Num país onde a Internet ainda é um luxo, a oferta de notícias enviadas para os telemóveis através de uma rede de partilha de mensagens foi bem recebida por 40 mil cubanos, o número máximo de utilizadores alcançados pelo Zunzuneo. Os cubanos que aderiram ao serviço não sabiam que as mensagens eram patrocinadas pelos Estados Unidos; o Governo de Cuba ainda tentou bloquear a plataforma, mas nunca terá chegado a descobrir a sua origem.

A investigação é da Associated Press, que teve acesso a mil páginas de documentos e conseguiu entrevistar vários envolvidos no projecto. Washington não desmente, mas nega que a operação, que custou "milhões de dólares", fosse um programa secreto. "Sugerir que estes são programas clandestinos é simplesmente incorrecto", diz o Departamento de Estado num comunicado. "O Congresso financia programas para a democracia em Cuba, para ajudar os cubanos a ter acesso a mais informação e fortalecer a sociedade civil."
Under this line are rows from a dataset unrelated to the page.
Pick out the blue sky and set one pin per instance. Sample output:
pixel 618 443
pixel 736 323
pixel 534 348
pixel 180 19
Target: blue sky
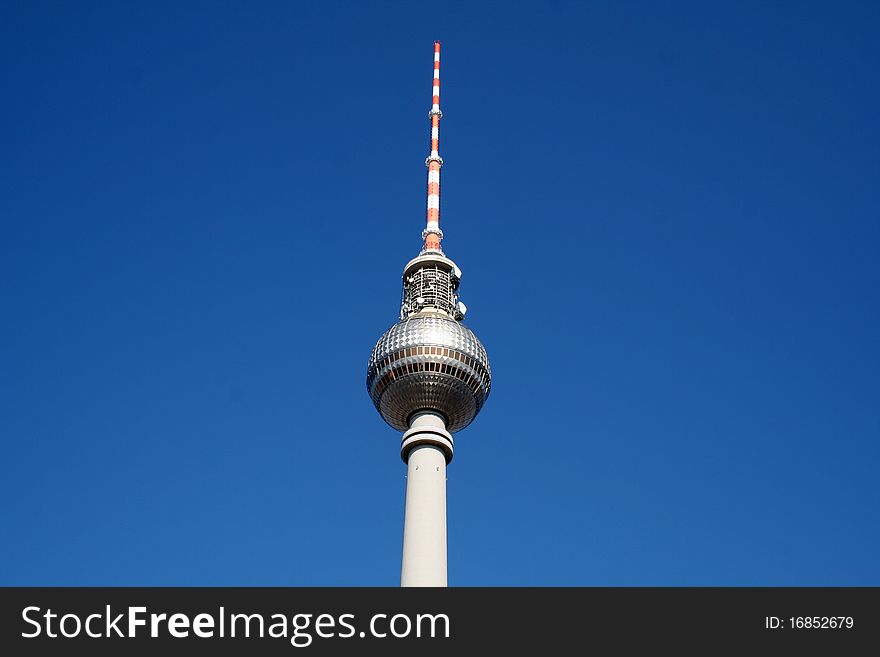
pixel 667 219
Público é que o Zunzuneo (chilreio de um passarinho em calão de Cuba) não era. Lançado e gerido pela Agência dos EUA para o Desenvolvimento (USAID), o projecto foi mantido secreto graças a um sistema complexo de empresas de fachada, contas bancárias em Espanha e nas ilhas Caimão, servidores sediados em três países e responsáveis contratados sem saberem que estavam a trabalhar para uma agência governamental norte-americana.

A USAID supervisiona programas de ajuda humanitária e garante não se envolver em programas secretos nos países onde actua.

Para identificar potenciais assinantes aos quais anunciar o serviço, a USAID contratou uma empresa, a Creative Associates, que conseguiu aceder a uma base de dados com meio milhão de telefones através de um engenheiro cubano a viver em Espanha. Este obteve-os junto de alguém a trabalhar na Cubacel, a telefónica estatal da ilha. "O projecto reuniu informação demográfica de cubanos sem o seu consentimento e colocou-os em risco potencial diante do regime cubano e da sua censura da Internet", escreve a AP.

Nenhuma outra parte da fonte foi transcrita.